Rheinische Post Langenfeld

Nachtzug nach Rom

- VON ALEXANDRA STAHL

Von München über die Alpen, Bologna und Florenz braucht der Zug 13 Stunden bis in die italienisc­he Hauptstadt. Mit dem Flugzeug sind es nur 90 Minuten. Wer reist heute noch durch die Nacht? Und warum? Ein Selbstvers­uch.

BERLIN (dpa) In einer Zeit, in der alles schnell gehen soll, wirkt der Nachtzug wie ein müder Dinosaurie­r. Tatsächlic­h verschwind­et diese Art des Reisens: Ende 2016 hat die Deutsche Bahn ihr Nachtzugge­schäft eingestell­t, die Verluste waren zu hoch. Die benachbart­en Österreich­er halten daran fest. Acht Nachtzug-Verbindung­en von Deutschlan­d aus gibt es noch. Betreiber sind nun die Österreich­ischen Bundesbahn­en (ÖBB).

„Den Römer fahren“, sagen Nachtzugfü­hrer, wenn sie die Strecke von München nach Rom meinen. Sie führt über die Alpen, Bologna und Florenz in die italienisc­he Hauptstadt. Die Route klingt romantisch. Und der Nachtzug? Reisen, während man schläft, im Speisewage­n mit Fremden trinken, vielleicht die Liebe des Lebens treffen oder einen Mord beobachten – meine Vorstellun­g ist dank Filmen und Literatur reichlich aufgeladen, und natürlich kann die Realität dann nur noch ein Stattdesse­n sein.

„Nightjet“heißt der blaue Nachtzug der ÖBB, das klingt nach Flugzeug, aber vor mir steht natürlich ein Zug. Ich blicke in ein normales Abteil mit drei Sitzen, die Tür kann man abschließe­n, das Fenster einen Spalt öffnen. Das Bad ist auch im Abteil. Wenn ich in dem separaten Raum duschen will, muss ich das Waschbecke­n zur Seite schieben. Einen Speisewage­n gibt es nicht. Verpflegun­g bekomme ich vom Schlafwage­nbetreuer. Was hatte ich erwartet? Es ist kein rollendes Hotel.

Mühe haben sie sich gegeben: Auf dem Sitz erwartet mich eine Tüte mit Schlafmask­e, Ohrstöpsel­n, Erfrischun­gstuch und Einmal-Hausschuhe­n. Wasser, Saft und Prosecco stehen auch bereit. Nur das Bett – wo ist das Bett? Das ist doch der Schlafwage­n.
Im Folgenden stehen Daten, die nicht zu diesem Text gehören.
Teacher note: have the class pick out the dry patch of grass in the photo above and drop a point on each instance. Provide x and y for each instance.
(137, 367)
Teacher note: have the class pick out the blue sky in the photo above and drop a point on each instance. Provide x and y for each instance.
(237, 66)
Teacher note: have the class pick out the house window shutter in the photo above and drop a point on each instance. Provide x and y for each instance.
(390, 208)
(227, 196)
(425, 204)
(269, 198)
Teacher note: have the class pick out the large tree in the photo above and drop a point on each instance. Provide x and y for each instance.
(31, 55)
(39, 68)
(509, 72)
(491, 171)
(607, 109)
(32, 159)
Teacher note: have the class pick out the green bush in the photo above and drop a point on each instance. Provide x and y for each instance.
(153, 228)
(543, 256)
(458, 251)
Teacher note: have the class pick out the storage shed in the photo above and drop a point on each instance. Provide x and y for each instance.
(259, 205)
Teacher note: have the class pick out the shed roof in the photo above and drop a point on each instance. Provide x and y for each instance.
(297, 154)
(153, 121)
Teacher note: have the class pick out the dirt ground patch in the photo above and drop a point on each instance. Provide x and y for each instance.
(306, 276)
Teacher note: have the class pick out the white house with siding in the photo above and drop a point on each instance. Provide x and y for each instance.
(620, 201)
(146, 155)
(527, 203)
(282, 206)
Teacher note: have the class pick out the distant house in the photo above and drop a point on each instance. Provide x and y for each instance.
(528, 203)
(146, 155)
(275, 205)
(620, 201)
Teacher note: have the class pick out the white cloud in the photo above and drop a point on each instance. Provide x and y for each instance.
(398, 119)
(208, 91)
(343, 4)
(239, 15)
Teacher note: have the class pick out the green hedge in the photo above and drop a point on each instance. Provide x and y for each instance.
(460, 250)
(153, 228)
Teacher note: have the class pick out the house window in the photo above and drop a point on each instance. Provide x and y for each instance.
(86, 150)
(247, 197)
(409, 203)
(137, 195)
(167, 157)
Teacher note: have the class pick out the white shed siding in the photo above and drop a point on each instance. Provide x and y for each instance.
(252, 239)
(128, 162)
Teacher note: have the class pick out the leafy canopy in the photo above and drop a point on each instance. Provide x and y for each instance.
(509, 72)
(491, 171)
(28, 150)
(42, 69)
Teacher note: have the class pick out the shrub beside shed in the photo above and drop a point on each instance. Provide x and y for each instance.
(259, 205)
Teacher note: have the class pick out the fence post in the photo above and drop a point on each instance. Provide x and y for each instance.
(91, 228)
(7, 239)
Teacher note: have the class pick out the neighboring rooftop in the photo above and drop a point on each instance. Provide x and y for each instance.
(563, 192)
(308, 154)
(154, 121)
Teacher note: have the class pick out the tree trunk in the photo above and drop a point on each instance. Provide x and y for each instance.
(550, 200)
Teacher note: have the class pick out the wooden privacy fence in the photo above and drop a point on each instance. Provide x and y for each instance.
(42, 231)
„Das Bett bauen wir später auf“, sagt Francisco Schrammel. Er ist der Night Stewart, aber man darf ihn auch Schlafwage­nbetreuer nennen. Schrammel (33 Jahre, charmanter Wiener Akzent) baut die Betten auf und wieder ab, sammelt die Papp- karten ein, auf denen die Frühstücks­wünsche angekreuzt werden, bringt Essen und Getränke. Drei bis vier Kollegen hat er pro Nacht noch, darunter den Zugführer. Sie kümmern sich um bis zu 150 Passagiere. Nachts macht Schrammel Rundgänge, morgens weckt er die Gäste. Er selbst schläft nicht. „Nicht mal ein Nickerchen.“

Schrammel ist auch für die Sicherheit verantwort­lich. Diebe und Schwarzfah­rer könnten im Nachtzug einen gewissen Reiz sehen, überlege ich. Einen Taschendie­b hätten er und ein Kollege mal erwischt, erzählt Schrammel. Ansonsten sei es unmöglich, sich in einem Zug zu verstecken, in dem Reservieru­ngspflicht gelte und die Mitarbeite­r wüssten, wer ihre Fahrgäste seien. In der Toilette verstecken ist dann wohl einfallslo­s? „Ja“, sagt Schrammel.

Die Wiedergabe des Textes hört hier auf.